Haskins has opened eyes with his start. But a big game against a marquee opponent could really propel him into the national spotlight.

“I really haven’t thought about that,” Haskins said. “The biggest statement for me is to just go win the game. That’s all I want to do.”

Haskins’ arm has already drawn attention. He throws effortlessly and accurately.

“They’re throwing the ball a lot better,” Patterson said. “They’re doing a lot of the same stuff. They’re just doing it better.”

Acting head coach Ryan Day, who also is the quarterbacks coach, said Haskins has made his most progress in the football classroom.

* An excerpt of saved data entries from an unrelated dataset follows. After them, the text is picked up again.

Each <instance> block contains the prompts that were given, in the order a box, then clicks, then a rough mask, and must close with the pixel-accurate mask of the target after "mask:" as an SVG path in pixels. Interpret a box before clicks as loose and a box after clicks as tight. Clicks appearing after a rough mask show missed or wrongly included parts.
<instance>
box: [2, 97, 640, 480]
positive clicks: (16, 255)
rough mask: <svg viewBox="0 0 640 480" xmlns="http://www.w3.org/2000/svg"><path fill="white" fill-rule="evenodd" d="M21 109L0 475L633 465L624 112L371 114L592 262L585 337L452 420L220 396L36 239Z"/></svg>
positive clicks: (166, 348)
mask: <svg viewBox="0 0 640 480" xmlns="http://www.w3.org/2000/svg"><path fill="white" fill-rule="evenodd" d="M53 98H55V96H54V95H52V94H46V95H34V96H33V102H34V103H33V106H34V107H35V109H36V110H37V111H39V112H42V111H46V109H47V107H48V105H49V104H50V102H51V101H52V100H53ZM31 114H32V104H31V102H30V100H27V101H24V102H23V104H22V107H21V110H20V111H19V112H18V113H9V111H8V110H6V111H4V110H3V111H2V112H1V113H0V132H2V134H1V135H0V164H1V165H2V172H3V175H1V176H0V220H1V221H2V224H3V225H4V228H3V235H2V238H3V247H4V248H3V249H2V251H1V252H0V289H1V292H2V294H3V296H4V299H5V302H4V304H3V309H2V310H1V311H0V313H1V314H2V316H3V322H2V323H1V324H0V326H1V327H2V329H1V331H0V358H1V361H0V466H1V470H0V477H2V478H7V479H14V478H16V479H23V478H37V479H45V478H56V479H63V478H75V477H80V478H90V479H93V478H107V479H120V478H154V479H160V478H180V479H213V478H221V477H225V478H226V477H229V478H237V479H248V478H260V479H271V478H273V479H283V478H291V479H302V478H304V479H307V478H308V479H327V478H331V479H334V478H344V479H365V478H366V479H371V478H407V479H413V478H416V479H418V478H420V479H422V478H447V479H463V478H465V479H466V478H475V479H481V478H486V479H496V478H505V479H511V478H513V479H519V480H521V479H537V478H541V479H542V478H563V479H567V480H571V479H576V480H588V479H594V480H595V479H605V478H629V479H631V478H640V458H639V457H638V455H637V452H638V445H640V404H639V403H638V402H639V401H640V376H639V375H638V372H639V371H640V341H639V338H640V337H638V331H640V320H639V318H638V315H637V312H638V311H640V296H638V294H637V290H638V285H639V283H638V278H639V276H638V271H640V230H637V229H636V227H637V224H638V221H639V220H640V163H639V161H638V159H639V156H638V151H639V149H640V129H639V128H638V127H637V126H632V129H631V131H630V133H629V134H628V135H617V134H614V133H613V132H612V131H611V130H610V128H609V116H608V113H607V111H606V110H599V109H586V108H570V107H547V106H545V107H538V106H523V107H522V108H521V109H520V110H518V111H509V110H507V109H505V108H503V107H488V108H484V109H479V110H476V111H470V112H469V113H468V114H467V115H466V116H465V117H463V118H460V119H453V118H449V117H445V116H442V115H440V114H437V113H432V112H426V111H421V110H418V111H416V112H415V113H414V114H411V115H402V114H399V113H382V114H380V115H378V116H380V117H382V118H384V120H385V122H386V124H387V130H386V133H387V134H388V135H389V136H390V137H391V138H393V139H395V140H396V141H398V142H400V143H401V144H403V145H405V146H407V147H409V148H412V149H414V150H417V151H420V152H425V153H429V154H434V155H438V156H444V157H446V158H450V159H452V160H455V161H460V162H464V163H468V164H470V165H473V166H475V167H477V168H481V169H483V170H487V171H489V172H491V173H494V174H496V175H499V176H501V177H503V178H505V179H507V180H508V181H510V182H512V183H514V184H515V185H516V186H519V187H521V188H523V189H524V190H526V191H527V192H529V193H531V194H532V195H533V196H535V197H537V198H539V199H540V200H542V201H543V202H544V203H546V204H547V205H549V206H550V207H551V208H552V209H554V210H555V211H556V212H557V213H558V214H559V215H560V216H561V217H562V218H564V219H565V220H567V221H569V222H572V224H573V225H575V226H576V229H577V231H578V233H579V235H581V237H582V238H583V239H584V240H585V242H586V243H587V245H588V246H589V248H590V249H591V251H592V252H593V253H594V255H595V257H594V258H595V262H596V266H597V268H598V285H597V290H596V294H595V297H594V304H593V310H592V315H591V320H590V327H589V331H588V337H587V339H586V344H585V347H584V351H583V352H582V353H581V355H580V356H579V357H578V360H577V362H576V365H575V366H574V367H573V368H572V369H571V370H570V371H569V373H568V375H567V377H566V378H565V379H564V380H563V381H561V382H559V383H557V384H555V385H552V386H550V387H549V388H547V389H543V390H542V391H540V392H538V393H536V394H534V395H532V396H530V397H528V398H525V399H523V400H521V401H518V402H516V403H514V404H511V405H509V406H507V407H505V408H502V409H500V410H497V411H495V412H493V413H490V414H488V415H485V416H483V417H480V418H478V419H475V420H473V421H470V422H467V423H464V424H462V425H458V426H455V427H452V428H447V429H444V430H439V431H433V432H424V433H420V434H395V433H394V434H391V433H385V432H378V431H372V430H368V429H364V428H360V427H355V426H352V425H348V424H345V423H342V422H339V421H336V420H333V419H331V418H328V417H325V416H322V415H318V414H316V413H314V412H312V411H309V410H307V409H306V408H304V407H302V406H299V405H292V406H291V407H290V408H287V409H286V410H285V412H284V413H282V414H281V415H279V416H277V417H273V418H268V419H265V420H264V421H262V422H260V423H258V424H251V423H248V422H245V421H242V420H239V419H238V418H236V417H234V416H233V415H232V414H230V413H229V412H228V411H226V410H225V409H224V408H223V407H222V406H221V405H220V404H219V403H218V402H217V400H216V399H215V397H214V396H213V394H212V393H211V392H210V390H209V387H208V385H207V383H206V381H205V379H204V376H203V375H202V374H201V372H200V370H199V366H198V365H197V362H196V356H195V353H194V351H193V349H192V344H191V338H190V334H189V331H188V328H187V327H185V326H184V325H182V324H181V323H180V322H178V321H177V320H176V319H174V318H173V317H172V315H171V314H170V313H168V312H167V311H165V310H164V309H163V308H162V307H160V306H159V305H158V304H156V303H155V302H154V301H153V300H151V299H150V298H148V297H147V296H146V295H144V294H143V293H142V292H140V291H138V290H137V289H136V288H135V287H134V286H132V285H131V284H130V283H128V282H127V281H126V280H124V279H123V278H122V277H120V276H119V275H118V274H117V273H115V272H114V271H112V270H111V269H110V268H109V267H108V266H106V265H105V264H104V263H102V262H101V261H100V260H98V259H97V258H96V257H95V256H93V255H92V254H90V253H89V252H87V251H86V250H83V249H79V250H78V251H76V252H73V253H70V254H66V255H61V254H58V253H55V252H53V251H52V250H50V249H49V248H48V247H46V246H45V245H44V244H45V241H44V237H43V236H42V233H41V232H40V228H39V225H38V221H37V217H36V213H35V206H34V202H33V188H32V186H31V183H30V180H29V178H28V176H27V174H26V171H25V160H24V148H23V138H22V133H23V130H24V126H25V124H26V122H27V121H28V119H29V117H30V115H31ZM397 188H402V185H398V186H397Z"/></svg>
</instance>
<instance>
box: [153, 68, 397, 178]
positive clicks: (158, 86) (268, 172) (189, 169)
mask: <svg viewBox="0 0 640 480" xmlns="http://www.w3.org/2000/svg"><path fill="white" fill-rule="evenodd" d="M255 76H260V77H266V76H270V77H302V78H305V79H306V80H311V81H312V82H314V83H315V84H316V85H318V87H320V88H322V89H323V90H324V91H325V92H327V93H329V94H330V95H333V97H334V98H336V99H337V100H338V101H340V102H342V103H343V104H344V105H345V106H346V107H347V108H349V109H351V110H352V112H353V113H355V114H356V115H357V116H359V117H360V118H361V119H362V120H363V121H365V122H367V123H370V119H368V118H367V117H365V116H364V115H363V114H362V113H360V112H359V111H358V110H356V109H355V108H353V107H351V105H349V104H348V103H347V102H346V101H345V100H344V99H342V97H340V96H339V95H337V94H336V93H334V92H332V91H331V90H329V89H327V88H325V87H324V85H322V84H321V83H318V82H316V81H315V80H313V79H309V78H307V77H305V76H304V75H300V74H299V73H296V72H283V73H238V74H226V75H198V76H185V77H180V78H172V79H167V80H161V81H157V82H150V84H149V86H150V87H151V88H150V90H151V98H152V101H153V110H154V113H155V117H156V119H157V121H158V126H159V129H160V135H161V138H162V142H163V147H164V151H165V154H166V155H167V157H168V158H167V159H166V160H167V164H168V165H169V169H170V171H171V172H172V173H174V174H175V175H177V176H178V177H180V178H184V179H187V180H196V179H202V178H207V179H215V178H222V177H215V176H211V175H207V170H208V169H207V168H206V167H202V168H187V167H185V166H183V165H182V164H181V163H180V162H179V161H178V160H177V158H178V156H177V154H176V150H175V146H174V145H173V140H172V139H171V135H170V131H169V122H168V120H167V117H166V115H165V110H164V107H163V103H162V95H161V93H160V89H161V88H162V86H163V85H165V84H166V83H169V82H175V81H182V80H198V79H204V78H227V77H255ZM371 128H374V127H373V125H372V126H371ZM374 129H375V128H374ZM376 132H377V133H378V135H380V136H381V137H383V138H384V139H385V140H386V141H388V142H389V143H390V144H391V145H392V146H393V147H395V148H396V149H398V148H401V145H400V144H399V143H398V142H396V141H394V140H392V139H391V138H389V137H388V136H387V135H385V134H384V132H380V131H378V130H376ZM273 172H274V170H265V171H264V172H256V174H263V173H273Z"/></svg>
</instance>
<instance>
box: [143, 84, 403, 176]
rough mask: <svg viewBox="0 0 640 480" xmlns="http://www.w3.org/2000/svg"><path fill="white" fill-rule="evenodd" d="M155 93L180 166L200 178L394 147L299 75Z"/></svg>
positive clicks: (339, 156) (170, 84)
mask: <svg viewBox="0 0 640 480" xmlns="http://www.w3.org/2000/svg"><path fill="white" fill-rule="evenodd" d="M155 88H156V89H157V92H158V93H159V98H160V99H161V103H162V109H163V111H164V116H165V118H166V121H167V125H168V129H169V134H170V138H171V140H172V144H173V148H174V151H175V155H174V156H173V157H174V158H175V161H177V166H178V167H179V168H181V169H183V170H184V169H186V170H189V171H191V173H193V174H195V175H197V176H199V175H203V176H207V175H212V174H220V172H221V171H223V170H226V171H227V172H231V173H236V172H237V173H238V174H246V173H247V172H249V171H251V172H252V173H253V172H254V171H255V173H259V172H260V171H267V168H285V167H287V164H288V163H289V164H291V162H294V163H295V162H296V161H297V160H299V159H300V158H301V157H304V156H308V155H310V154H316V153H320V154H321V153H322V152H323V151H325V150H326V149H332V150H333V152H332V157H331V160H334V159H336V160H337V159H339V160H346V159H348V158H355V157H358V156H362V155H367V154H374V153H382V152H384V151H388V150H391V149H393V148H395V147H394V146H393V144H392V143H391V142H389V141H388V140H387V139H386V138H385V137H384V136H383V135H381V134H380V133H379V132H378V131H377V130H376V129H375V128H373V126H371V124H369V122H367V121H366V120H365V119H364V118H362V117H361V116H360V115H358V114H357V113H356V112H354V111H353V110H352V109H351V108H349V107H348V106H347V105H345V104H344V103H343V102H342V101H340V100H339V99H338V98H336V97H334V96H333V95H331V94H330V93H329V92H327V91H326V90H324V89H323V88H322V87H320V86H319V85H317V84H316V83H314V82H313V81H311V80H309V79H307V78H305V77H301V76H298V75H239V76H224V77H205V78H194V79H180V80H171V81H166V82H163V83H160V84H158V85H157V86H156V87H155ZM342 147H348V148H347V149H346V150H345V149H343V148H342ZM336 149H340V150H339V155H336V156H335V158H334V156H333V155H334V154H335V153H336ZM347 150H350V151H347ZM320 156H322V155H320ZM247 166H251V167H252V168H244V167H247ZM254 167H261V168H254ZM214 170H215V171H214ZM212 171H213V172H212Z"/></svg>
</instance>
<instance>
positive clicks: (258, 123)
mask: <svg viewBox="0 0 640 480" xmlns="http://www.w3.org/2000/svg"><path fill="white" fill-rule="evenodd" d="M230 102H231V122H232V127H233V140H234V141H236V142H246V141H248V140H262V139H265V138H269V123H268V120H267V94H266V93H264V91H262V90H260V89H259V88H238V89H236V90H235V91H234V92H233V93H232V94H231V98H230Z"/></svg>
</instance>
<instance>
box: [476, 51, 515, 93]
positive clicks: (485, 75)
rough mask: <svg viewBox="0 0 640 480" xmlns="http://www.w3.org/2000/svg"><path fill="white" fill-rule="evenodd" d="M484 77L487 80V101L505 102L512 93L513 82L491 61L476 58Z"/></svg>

“There is so much that goes into being a quarterback — route structures, protections, the run game, then taking command of the offense,” Day said. “That has really taken off since last year.”

The other area of improvement is in his physical conditioning working with strength coach Mickey Marotti.

“Now he has become more of a physical presence,” Day said. “He has gotten stronger, gotten more mass to him.”

Asked what he needs to improve, Haskins replied, “Just being a leader, a field general, having that intensity about me. I’m getting better with that every game.”

Haskins does have a placid personality; he isn’t fiery by nature like predecessor J.T. Barrett could be. But there is something to be said for having little that gets him riled up.

Well, there are a couple things that do.

“Probably the biggest thing is homework, and having to take my dogs out and pick their, you know, stuff up,” he said of his Doberman and two Yorkies. “That gets me pretty riled up.”